Wednesday Feb 07, 2007
Wednesday Feb 07, 2007
I've often been asked what value the Sun Cluster 3.x software brings to Oracle 10g R2 RAC deployments when 10g already has a built-in cluster framework. The short answer is increased robustness, availability and, above all, data integrity. These qualities stem mainly from Sun Cluster's membership and failure fencing features that have been present in the product since its initial release.

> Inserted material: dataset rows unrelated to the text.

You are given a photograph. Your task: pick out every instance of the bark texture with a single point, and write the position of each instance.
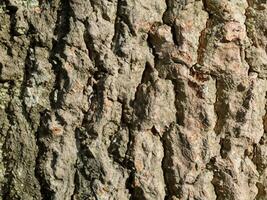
(133, 99)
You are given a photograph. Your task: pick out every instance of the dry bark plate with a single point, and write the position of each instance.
(133, 99)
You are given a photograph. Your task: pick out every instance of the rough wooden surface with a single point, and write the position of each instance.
(133, 99)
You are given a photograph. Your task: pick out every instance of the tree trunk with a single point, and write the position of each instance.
(133, 99)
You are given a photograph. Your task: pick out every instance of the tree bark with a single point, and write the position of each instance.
(133, 99)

To try and condense the all technical arguments behind these assertions into a suitable blog posting would be almost impossible. Instead, my colleagues and I have written a whitepaper that provides detailed technical information on the benefits of using Sun Cluster 3.x when deploying Oracle 10g R2 RAC databases. The whitepaper can be downloaded from the Sun web site.
Tim Read
Staff Engineer
Monday Oct 16, 2006
Oracle is by far and away the most popular service running on Sun Cluster 3.x . Sun Cluster supports highly available (HA) Oracle, Oracle Parallel Server (OPS) and Oracle Real Application Cluster ( RAC ) giving users a very wide choice. Here it is the breadth of release, operating system and platform coverage that drives its appeal.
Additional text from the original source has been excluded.